Yazarın kurucularından olduğu Kadro dergisinin, Kemalizm’i bir ideoloji olarak inşa etme çabasıyla altını çizdiği ‘Sınıfsız, imtiyazsız, kaynaşmış bir kitle’ söylemi, her toplum gibi sınıflardan oluşan Türkiye Cumhuriyeti’nin de temel çelişkilerini örtemez, erteleyemez.
Bu yazının sınırlarını aştığı için girmeyeceğimiz, sonraki döneme dair başarılı pek çok roman, öykü ya da film, bu temel çelişkilerle birlikte Cumhuriyet’i yansıtmıştır.
Cumhuriyet’in son yirmi yılına damgasını vuran iktidar açısından, ‘milli’ değerler bakımından Cumhuriyet’in ideallerini temsil etme iddiasıyla birlikte, Cumhuriyet’in laikliğe ilişkin özelliklerini ve Yakup Kadri’nin Ankara Palas’ında örneklediği yaşam biçimlerini ‘ayıklayarak’, muhafazakar bir harçla kendi vizyonunu inşa etme çabasını görüyoruz. ‘Ankara’ romanındaki Hakkı Beyler, Erdoğan’ın yeni vizyonunda da epey palazlanmış olarak varlar.
Geçtiğimiz hafta tutuklanan, gazetemizin de yazarlarından, TTB Başkanı Şebnem Korur Fincancı ve Kürt basınında görev yapan 9 meslektaşımız da ‘sınıfsız, imtiyazsız, kaynaşmış bir kitle’ olmadığımızın, sadece son yirmi yılda değil, aslında hiçbir zaman olmadığımızın kanlı canlı örnekleri olarak karşımızda duruyor. Jamanak Gazetesi Başyazarı Yervant Odyan’ın, İstanbul’dan Der Zor’a sürgün ve geri dönüş hikayesini (1914-1919) anlattığı ‘Lanetli Yıllar’ da o yüzyılın içindeki utanç zamanlarını yansıtır.
Sonuç olarak, bütün dünyada olduğu gibi bizde de, cumhuriyete rengini, farklı sınıf ve toplumsal kesimlerinin mücadelesinin düzeyi veriyor.

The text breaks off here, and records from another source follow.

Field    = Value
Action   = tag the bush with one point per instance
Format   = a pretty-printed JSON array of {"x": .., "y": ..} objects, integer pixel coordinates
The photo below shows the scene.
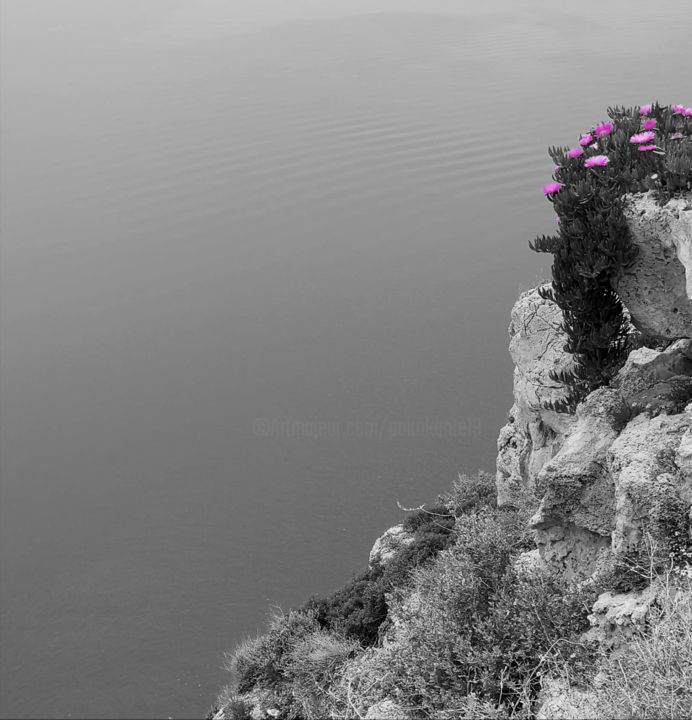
[
  {"x": 261, "y": 661},
  {"x": 653, "y": 679},
  {"x": 593, "y": 244},
  {"x": 470, "y": 493},
  {"x": 472, "y": 629},
  {"x": 359, "y": 609}
]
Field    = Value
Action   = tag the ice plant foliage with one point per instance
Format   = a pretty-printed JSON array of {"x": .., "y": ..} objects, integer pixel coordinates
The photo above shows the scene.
[
  {"x": 642, "y": 137},
  {"x": 596, "y": 160},
  {"x": 603, "y": 129},
  {"x": 550, "y": 188},
  {"x": 648, "y": 148}
]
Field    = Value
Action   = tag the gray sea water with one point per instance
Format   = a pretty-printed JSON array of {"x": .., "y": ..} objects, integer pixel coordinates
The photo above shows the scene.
[{"x": 258, "y": 259}]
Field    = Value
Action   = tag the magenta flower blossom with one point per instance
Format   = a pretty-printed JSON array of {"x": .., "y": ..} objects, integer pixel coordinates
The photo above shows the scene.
[
  {"x": 603, "y": 129},
  {"x": 639, "y": 138},
  {"x": 596, "y": 160}
]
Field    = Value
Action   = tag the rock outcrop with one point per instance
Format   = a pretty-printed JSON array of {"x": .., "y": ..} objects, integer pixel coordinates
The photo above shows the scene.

İçinde yaşadığımız Cumhuriyet’in bugüne kadarki tarihi bize, askeri cuntalarla ya da cunta özlemleriyle demokratik bir cumhuriyetin asla inşa edilemeyeceğini gösterdi. Ama sadece onu değil, darbelerle mücadele adına öne sürülen siyasi söylemlerin aydınlık bir geleceğe yol açmak gibi doğrusal bir sonucu olamayacağını da gösterdi.
Demokratik bir cumhuriyet ancak, onu kurmaya muktedir olan güçlerce kurulabilir. Ama sadece genel bir demokratlık ideali ve söyleminin çok bir şey anlatmadığı, anlatamayacağı da biliniyor. Ancak işçi sınıfı ve emekçilerin iradesinin doğrudan yansıdığı bir cumhuriyet, bizi haramilerin saltanatından kurtarabilir.
Bu sınır, Yakup Kadri’nin de aşıldığı, aşılması gereken sınırdır aynı zamanda.